A facile synthesis and physical properties of nano-sized dendritic alpha,epsilon-poly(L-lysine)s for the delivery of nucleic acids.

作者信息

Eom Khee Dong, Kim Jin Sook, Park Sun Mi, Kim Myong Soo, Yu Rina, Jung Hae Man, Kim Saeng Gon, Yoo Hoon

机构信息

Department of Pharmacology and Dental Therapeutics, College of Dentistry, Chosun University, 375 Seosuk-dong, Dong-gu, Gwangju 501-759, Korea.

出版信息

J Nanosci Nanotechnol. 2006 Nov;6(11):3532-8.

Abstract

A series of nano-sized dendritic alpha,epsilon-poly(L-lysine)s (DPL) were synthesized by the solid-phase peptide synthesis method, using a core epsilon-peptide structure consisting of eight lysine residues.
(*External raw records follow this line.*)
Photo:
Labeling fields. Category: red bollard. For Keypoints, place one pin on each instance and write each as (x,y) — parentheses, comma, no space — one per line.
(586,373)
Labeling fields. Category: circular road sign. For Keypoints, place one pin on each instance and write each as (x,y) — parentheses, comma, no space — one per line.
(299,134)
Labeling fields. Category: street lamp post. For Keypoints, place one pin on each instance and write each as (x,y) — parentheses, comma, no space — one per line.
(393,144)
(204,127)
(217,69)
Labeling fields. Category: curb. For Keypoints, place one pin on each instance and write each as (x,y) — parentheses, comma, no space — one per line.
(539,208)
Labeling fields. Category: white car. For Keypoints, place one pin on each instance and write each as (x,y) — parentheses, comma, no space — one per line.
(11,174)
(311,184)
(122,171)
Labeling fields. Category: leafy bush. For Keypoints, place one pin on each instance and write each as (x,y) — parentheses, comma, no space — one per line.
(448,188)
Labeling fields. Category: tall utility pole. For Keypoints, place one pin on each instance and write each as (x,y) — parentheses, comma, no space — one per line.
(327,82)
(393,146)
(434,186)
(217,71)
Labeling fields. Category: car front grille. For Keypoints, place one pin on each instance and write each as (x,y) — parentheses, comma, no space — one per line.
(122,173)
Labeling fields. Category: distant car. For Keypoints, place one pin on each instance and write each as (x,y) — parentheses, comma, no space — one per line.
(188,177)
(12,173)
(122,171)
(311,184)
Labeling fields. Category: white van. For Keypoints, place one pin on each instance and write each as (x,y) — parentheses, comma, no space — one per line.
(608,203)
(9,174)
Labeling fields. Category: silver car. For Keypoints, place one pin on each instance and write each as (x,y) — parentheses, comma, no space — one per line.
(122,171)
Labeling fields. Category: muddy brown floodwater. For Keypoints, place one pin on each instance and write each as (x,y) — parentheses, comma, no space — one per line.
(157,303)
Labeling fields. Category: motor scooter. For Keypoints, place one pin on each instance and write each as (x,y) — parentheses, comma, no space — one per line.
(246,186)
Surface amines of dendritic alpha,epsilon-poly(L-lysine) were characterized by comparing the retention times of a reverse phase HPLC with the electrophoretic mobilities of capillary zone electrophoresis (CZE) and non-denatured polyacrylamide gel electrophoresis (PAGE). The elution times of alpha,epsilon-poly(Llysine) in HPLC were well correlated with the electrophoretic mobilities of CZE and PAGE. The separation was dependent on size, shape of molecule and the number of surface amine. The alpha,epsilon-poly(L-lysine) formed a complex with nucleic acids at various charge ratios and the degree of complex formation was size- and structure-dependent. Atomic force microscopy of the complex visualized the size and morphology of alpha,epsilon-poly(L-lysine)/DNA complex as a nano-sized spherical shape. The small size in complex formation provides a promise for in vivo therapeutic application of dendritic alpha,epsilon-poly(L-lysine)s or their derivatives in the delivery of gene or oligonucleotide.

摘要

采用固相肽合成法,以由八个赖氨酸残基组成的核心ε-肽结构为原料,合成了一系列纳米级树枝状α,ε-聚(L-赖氨酸)(DPL)。通过比较反相高效液相色谱(HPLC)的保留时间与毛细管区带电泳(CZE)和非变性聚丙烯酰胺凝胶电泳(PAGE)的电泳迁移率,对树枝状α,ε-聚(L-赖氨酸)的表面胺进行了表征。α,ε-聚(L-赖氨酸)在HPLC中的洗脱时间与CZE和PAGE的电泳迁移率具有良好的相关性。分离取决于分子的大小、形状和表面胺的数量。α,ε-聚(L-赖氨酸)与核酸以不同的电荷比形成复合物,复合物的形成程度取决于大小和结构。复合物的原子力显微镜观察显示α,ε-聚(L-赖氨酸)/DNA复合物的大小和形态为纳米级球形。复合物形成时的小尺寸为树枝状α,ε-聚(L-赖氨酸)或其衍生物在基因或寡核苷酸递送中的体内治疗应用提供了前景。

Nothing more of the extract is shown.